La première séance de l’année du sénat se tenait toujours dans le temple de Jupiter, la chaise du consul placée sur une estrade, au pied de la grande statue de bronze du Père des dieux. Aucun citoyen, aussi éminent fût-il, n’avait le droit d’entrer au sénat, à moins qu’il n’en fût membre. Mais comme j’avais été chargé par Cicéron de prendre en notes les débats — ce serait une grande première —, je fus autorisé à rester près de lui pendant la séance. Vous imaginez mes sentiments alors que je le suivais dans la grande allée entre les bancs de bois. Les sénateurs en toge blanche entraient derrière nous, se perdant en conjectures animées qui enflaient comme un grondement de marée montante. Qui avait lu la loi du parti populaire ? Qu’allait dire Cicéron ?

Lorsque le nouveau consul arriva sur l’estrade, je me retournai pour regarder ces silhouettes que je connaissais si bien prendre leur place. À la droite de la chaise consulaire se rangeait la faction patricienne — Catulus, Isauricus, Hortensius et le reste —, tandis qu’à sa gauche allaient s’asseoir ceux qui soutenaient la cause populiste, notamment César et Crassus. Je cherchai Rullus, dont le nom figurait au bas du projet de loi, et le repérai avec les autres tribuns. Jusque-là, il n’avait été qu’un de ces jeunes gens riches et élégants, mais il arborait à présent des vêtements de pauvre et se faisait pousser la barbe pour afficher ses sympathies pour le parti populaire. Un peu plus loin, je vis Catilina se jeter sur l’un des premiers bancs réservés aux prétoriens, ses bras puissants écartés et ses jambes étendues devant lui. Son visage exprimait de sombres pensées. Il se disait manifestement que, s’il n’y avait pas eu Cicéron, c’était lui qui aurait aujourd’hui occupé la chaise curule. Ses acolytes prirent place derrière lui — des personnages comme Curius, qui avait tout perdu au jeu, ou l’incroyablement gros Cassius Longinius, qui occupait deux places à lui tout seul.

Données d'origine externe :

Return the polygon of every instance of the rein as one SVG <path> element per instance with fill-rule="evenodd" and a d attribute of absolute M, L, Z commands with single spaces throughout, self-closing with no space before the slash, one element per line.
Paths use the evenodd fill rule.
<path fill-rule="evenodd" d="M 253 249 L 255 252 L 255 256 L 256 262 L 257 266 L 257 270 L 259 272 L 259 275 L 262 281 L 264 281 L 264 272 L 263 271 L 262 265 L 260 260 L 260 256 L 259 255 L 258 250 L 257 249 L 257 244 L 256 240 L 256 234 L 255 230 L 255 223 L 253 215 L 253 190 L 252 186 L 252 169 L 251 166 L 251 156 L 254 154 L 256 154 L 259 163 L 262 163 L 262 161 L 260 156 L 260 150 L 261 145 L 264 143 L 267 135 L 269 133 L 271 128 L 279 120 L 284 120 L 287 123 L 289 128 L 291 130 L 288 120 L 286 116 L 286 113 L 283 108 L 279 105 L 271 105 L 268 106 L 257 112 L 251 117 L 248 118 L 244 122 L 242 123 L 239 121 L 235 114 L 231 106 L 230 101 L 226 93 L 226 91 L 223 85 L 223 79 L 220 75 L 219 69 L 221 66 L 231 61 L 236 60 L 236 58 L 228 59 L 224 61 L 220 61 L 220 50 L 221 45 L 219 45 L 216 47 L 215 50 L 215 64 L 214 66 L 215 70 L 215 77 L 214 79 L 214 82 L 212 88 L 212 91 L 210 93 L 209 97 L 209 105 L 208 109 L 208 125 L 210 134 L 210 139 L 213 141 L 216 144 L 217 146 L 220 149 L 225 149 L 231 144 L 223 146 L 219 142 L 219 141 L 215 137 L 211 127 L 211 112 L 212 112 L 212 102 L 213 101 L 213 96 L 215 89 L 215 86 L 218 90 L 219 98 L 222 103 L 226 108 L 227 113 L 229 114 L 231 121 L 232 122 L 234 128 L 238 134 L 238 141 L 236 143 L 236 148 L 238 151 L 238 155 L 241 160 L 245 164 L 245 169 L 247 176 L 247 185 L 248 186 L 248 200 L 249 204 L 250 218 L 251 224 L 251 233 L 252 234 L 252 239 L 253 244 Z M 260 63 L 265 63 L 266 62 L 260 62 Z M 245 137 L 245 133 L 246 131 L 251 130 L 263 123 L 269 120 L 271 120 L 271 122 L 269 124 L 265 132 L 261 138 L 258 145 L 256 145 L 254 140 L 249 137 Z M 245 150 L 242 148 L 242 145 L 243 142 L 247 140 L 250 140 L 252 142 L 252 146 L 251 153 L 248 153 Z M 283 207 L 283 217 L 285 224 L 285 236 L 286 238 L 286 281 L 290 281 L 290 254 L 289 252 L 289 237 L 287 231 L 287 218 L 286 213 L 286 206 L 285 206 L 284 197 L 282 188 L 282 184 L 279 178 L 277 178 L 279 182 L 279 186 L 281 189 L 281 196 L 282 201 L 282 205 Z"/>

J’étais tellement concentré à noter qui était là et comment ils se comportaient que je perdis brièvement Cicéron de vue. Lorsque je me retournai de nouveau, il avait disparu. Je m’affolai soudain en songeant qu’il avait pu prendre peur et s’enfuir. Je passai derrière l’estrade et le trouvai, hors de vue, derrière la statue de Jupiter et plongé dans une intense discussion avec Hybrida. Il plongeait son regard dans les yeux pochés et injectés de sang de son collègue, la main droite posée sur son épaule, la gauche soulignant avec énergie son propos. Pour toute réponse, Hybrida hochait lentement la tête, comme s’il comprenait confusément quelque chose. Puis un sourire finit par étirer lentement ses lèvres. Cicéron le lâcha, les deux hommes se serrèrent la main et ils émergèrent tous deux de derrière la statue. Hybrida alla prendre sa place pendant que Cicéron me demandait brusquement si je n’avais pas oublié la copie du projet de loi. Je lui répondis que je l’avais.